AutoML Job
UtoML can simplify the complicated process of algorithm modeling and model parameter debugging, automatically carry out super-parameter learning, and then automatically build high-precision models, saving labor and lowering the threshold of machine learning.
Create a Job
Select "Training-->AutoML job" in the left navigation bar to enter the AutoML job list page.
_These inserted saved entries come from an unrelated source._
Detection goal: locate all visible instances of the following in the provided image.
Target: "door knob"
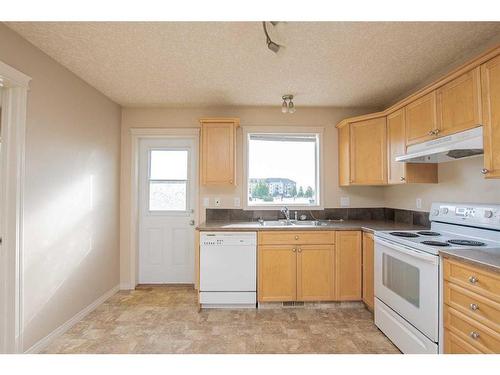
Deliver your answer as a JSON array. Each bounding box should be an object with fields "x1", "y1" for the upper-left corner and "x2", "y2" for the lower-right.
[
  {"x1": 400, "y1": 176, "x2": 406, "y2": 181},
  {"x1": 481, "y1": 168, "x2": 489, "y2": 174},
  {"x1": 189, "y1": 220, "x2": 195, "y2": 226}
]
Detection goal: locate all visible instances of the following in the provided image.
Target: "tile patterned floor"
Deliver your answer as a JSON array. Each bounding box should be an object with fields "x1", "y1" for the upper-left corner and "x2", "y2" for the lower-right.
[{"x1": 42, "y1": 286, "x2": 400, "y2": 354}]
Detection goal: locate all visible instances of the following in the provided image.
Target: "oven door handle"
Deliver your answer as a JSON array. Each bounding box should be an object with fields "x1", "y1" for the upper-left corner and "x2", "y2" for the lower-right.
[{"x1": 375, "y1": 237, "x2": 439, "y2": 265}]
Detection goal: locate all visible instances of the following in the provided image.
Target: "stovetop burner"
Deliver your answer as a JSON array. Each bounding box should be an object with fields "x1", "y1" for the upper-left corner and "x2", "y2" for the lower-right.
[
  {"x1": 421, "y1": 240, "x2": 450, "y2": 247},
  {"x1": 390, "y1": 232, "x2": 419, "y2": 238},
  {"x1": 447, "y1": 239, "x2": 486, "y2": 247},
  {"x1": 417, "y1": 231, "x2": 441, "y2": 236}
]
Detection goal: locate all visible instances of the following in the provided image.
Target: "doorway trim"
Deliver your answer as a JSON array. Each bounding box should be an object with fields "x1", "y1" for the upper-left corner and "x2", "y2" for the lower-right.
[
  {"x1": 0, "y1": 60, "x2": 31, "y2": 353},
  {"x1": 128, "y1": 128, "x2": 200, "y2": 290}
]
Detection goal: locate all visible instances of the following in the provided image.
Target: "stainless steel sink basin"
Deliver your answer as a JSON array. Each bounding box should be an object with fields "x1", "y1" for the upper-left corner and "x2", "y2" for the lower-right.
[
  {"x1": 258, "y1": 220, "x2": 330, "y2": 227},
  {"x1": 259, "y1": 220, "x2": 295, "y2": 227}
]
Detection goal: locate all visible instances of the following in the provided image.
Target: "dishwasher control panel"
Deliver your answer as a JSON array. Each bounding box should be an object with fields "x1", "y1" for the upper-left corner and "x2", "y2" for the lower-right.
[{"x1": 200, "y1": 232, "x2": 257, "y2": 246}]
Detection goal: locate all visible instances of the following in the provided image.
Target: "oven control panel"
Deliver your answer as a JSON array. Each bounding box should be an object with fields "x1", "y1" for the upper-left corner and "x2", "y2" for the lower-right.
[{"x1": 430, "y1": 202, "x2": 500, "y2": 229}]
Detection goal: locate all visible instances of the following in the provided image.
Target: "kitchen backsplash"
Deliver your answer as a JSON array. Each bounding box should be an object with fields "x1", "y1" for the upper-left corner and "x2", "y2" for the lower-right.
[{"x1": 205, "y1": 207, "x2": 430, "y2": 227}]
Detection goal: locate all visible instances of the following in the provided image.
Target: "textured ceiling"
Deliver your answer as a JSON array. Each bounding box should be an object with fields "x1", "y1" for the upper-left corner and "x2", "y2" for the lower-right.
[{"x1": 5, "y1": 22, "x2": 500, "y2": 107}]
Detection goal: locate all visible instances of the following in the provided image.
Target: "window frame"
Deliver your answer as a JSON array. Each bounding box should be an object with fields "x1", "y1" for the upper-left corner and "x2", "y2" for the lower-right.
[
  {"x1": 147, "y1": 147, "x2": 191, "y2": 214},
  {"x1": 242, "y1": 126, "x2": 324, "y2": 210}
]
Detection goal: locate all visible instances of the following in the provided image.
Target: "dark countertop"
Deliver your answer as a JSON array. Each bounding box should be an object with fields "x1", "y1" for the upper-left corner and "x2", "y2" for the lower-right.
[
  {"x1": 439, "y1": 248, "x2": 500, "y2": 273},
  {"x1": 197, "y1": 220, "x2": 427, "y2": 234}
]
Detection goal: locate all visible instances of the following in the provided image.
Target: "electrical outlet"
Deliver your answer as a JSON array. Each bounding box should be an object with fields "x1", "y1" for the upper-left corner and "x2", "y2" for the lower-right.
[
  {"x1": 416, "y1": 198, "x2": 422, "y2": 209},
  {"x1": 340, "y1": 197, "x2": 350, "y2": 207},
  {"x1": 234, "y1": 197, "x2": 241, "y2": 207},
  {"x1": 203, "y1": 197, "x2": 210, "y2": 207},
  {"x1": 214, "y1": 198, "x2": 221, "y2": 207}
]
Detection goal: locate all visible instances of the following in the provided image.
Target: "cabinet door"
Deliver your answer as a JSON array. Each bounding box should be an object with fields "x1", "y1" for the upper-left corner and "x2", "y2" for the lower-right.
[
  {"x1": 350, "y1": 117, "x2": 387, "y2": 185},
  {"x1": 405, "y1": 91, "x2": 438, "y2": 145},
  {"x1": 335, "y1": 231, "x2": 362, "y2": 301},
  {"x1": 297, "y1": 245, "x2": 334, "y2": 301},
  {"x1": 481, "y1": 55, "x2": 500, "y2": 179},
  {"x1": 258, "y1": 245, "x2": 297, "y2": 302},
  {"x1": 436, "y1": 67, "x2": 482, "y2": 137},
  {"x1": 200, "y1": 120, "x2": 237, "y2": 185},
  {"x1": 387, "y1": 109, "x2": 407, "y2": 184},
  {"x1": 362, "y1": 232, "x2": 374, "y2": 311},
  {"x1": 338, "y1": 124, "x2": 351, "y2": 186},
  {"x1": 387, "y1": 110, "x2": 438, "y2": 184}
]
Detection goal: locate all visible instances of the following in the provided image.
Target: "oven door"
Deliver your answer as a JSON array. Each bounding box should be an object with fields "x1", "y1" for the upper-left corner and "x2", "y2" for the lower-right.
[{"x1": 374, "y1": 237, "x2": 439, "y2": 341}]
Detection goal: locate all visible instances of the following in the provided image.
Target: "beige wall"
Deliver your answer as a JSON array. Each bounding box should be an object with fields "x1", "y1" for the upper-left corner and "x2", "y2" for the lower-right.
[
  {"x1": 385, "y1": 157, "x2": 500, "y2": 212},
  {"x1": 120, "y1": 106, "x2": 384, "y2": 286},
  {"x1": 0, "y1": 24, "x2": 121, "y2": 351}
]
Click the "Create job" button to enter the create job process.
Logistic Regression
Logical regression automatically selects the optimal model training hyper-parameters through the debugging parameter training data and debugging parameter test data given by the user, and outputs a trained model to the user in cooperation with the model training data.
In a debugging parameter experiment, the debugging parameter algorithm will select a group of parameters according to the user specified parameter range and platform debugging parameter algorithm rules. Based on the hyper-parameters and the training/test data set set by the user for debugging parameter, the debugging parameter algorithm completes a model training and evaluation. Debugging parameter algorithm carries out many such debugging parameter experiments, and finally select the hyper-parameters of one experiment with the best effect to train the model.
The number of label types of training data for parameter debugging training/training test/final model must be 2. Currently, automatic hyper-parametric logistic regression only supports dichotomy. If the data is multi-classified, the job may fail.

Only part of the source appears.